A new regulation prohibiting Beijing's online shopping platforms from selling dairy products may change, the local commercial authority told the Global Times Sunday.
According to a new food safety regulation draft, which was posted on the website of Beijing Administration of Industry and Commerce on February 22 and is set to be effective from April 1, dairy products will no longer be on the list of approved online shopping products.
However, Wu Song, the media officer at the administration, told the Global Times Sunday that they are still at the stage of soliciting public opinion, "and we may change the regulation."
On February 26, Wang Zhanying, an official from the administration's food department, told the Global Times that forbidding online sales of dairy products was aimed at enhancing supervision of milk products and preventing situations such as the scandal over melamine-tainted milk powder in 2008.
Chen Lianfang, a dairy industry analyst with Beijing Orient Agribusiness Consultant, told the Global Times Sunday that if the regulation is carried out, consumers will have to pay more to buy dairy products from normal channels, like supermarkets.
"Without taxes and expenses such as rent, online dairy products are usually much cheaper than those on store shelves," said Chen, noting that he expects the new regulation will not impact dairy producers as a whole.
Because the regulation will only be imposed on Internet companies registered in Beijing, consumers will still be able to buy dairy products online from retailers registered in other places, such as taobao.com.
Beijing-based business-to-consumer retailer 360buy.com told the Global Times Sunday the company is still studying the regulation, and could not give any comment so far.

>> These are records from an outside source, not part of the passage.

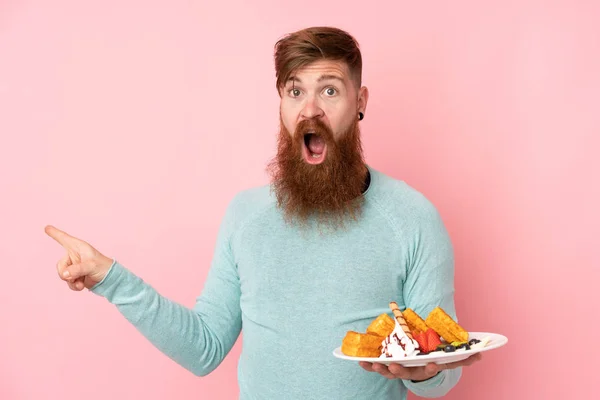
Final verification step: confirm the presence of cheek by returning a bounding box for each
[280,107,297,136]
[331,114,354,139]
[326,103,356,137]
[283,119,295,137]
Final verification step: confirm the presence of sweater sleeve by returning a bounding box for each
[400,199,462,397]
[89,199,242,377]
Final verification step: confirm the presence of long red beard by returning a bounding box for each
[267,116,367,228]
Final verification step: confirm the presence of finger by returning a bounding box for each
[66,280,79,291]
[57,255,72,281]
[439,353,483,371]
[371,363,396,379]
[424,362,441,377]
[371,363,387,374]
[389,363,439,380]
[462,352,483,366]
[45,225,79,249]
[381,370,397,379]
[73,277,85,291]
[358,362,375,372]
[63,260,94,280]
[388,363,412,379]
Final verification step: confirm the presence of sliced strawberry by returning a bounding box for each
[425,328,442,352]
[413,331,428,352]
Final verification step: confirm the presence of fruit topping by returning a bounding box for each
[443,344,456,353]
[425,328,442,353]
[413,331,427,351]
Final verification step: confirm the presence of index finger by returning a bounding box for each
[358,362,374,372]
[45,225,78,248]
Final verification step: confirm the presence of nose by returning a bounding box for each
[300,95,324,120]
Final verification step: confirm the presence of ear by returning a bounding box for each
[358,86,369,116]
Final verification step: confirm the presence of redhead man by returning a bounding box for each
[46,26,480,399]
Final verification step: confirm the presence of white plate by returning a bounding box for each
[332,332,508,367]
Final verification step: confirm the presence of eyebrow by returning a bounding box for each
[287,74,345,85]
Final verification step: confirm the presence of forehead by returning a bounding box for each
[288,60,351,84]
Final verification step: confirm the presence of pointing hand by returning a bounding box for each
[45,225,114,291]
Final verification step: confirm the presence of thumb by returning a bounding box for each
[62,260,95,281]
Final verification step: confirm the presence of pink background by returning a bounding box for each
[1,1,598,399]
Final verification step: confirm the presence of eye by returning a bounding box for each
[289,88,301,97]
[324,87,337,96]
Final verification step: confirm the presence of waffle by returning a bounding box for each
[424,306,468,343]
[366,313,395,337]
[402,308,429,335]
[341,331,384,357]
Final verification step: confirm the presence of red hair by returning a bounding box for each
[273,26,363,93]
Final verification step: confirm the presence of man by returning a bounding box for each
[46,26,480,399]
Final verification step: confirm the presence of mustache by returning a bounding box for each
[293,118,334,143]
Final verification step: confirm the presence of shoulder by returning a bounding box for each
[368,167,441,225]
[230,184,274,210]
[221,184,276,231]
[368,167,453,256]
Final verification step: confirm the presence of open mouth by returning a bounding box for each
[302,132,327,165]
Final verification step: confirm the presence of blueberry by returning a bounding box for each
[468,339,481,346]
[443,344,456,353]
[465,344,471,350]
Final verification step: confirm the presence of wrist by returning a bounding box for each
[89,257,117,292]
[93,254,115,281]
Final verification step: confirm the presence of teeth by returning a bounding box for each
[312,153,320,158]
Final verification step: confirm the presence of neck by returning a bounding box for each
[361,165,371,194]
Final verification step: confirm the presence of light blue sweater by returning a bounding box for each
[91,166,461,399]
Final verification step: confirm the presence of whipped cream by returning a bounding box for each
[379,320,420,358]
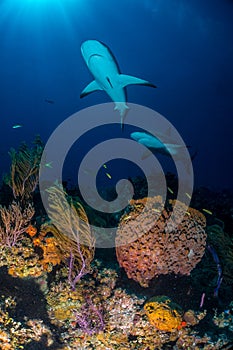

The press department of Redbaby, a Beijing-based online retailer of mother and baby products, told the Global Times that the company needs time to check on the regulation in detail.
"The proposed regulation aims to ensure dairy products' safety, because normal sales channels include food safety checkups during the process of delivery and packing," said Chen, noting that there may be some risks in online sales.
"But the key problem is that consumers are not confident in domestic products," he said.
A passenger departing from Hong Kong was fined HK$5,000 ($645) Saturday for violating the special administrative region's new two-can purchase limit on powdered formula, effective from Friday.
The limit was introduced to protect supplies for local families, since smugglers have been found to be buying up powdered formula in Hong Kong and reselling it in the mainland.
"For the new regulation, I think what the authorities should do is to improve supervision of domestic dairy producers and lower the heavy taxes on foreign products, to make sure our babies can be safe and healthy," said Zhang Yixin, a 28-year-old mother in Beijing.
Zhang said banning online dairy sales does not make any sense, because she trusts qualified online retailers, and also dairy products in supermarkets are much more expensive than those online.